L’impressione è di trovarsi di fronte a una sorta di commistione tra falso e reale, naturale e artificiale non ben amalgamati. Viene in mente che un giorno un ciliegio possa svegliarsi e rivolgere una canzone d’amore irrealistica a una delle rane di bronzo. Come in quella dei Pinguini Tattici Nucleari dove Jack il Melo Drammatico si innamora di una pianta ornamentale.
E mentre lei resta lì, uguale, impassibile, lui subisce il peso delle stagioni e le canta che “sarebbe poetico poter dire che sei morta d’inverno, che il gelo ti ha sopraffatta, che questa canzone sia un’elegia. Che nonostante tutto io comunque ti ami in eterno. Ma non credi sarebbe solo un’enorme bugia? (…) Ho scoperto che tu non esisti. Tu sei fatta di plastica, sei una pianta ornamentale”, sei una rana di bronzo, “senza vita e sentimenti, sei di bella presenza”, più o meno, “e stupido io che a te che sei un pezzo di plastica”, di bronzo, “ho dedicato la mia intera esistenza”.
L’ultima speranza
Per concludere le idee di rinascita che non ce l’hanno fatta, c’è anche la storia di un altro alberello, nato dal cemento, in via Canonica.
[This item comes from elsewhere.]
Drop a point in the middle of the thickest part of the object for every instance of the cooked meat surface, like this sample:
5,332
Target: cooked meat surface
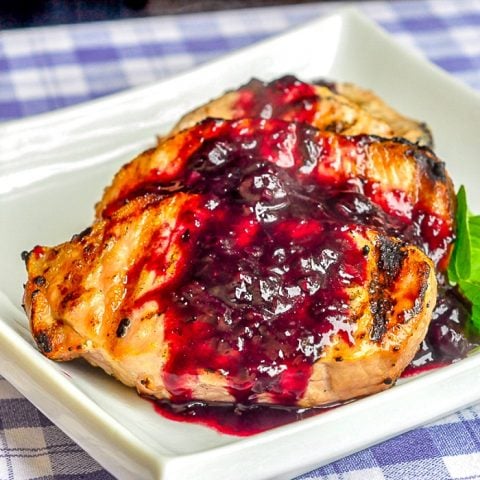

Ci ha fatto venire subito in mente quella frase di George Carlin. “Mi piace quando un fiore o un piccolo ciuffo di erba crescono attraverso una fessura nel cemento. E’ così dannatamente eroico”. Siamo andati a cercare il piccolo eroe milanese, sul suo marciapiede. Nessun prode pervenuto. Non abbiamo fatto a tempo ad assistere al miracolo di cui si è tanto parlato. Anche lui, come il rosa del ciliegio, ha preferito non presentarsi all’appello. La linea del marciapiede continua dritta e nessun germoglio verde le impedisce la via. Il grigio ha vinto ancora.
Da Piazza Piola e via Canonica è tutto. Aspettiamo la prossima fioritura. Sullo sfondo, tra le foglie gialle e il grigio, cioè rosa, delle panchine risuonano le parole di Calvino in un’opera di cui forse, qui, è troppo forte evocare il nome: “Ora più nulla, non vedeva che un sovrapporsi geometrico di parallelepipedi e poliedri, spigoli e lati di case, di qua e di là, tetti, finestre, muri ciechi per servitù contigue con solo i finestrini smerigliati dei gabinetti uno sopra l’altro”.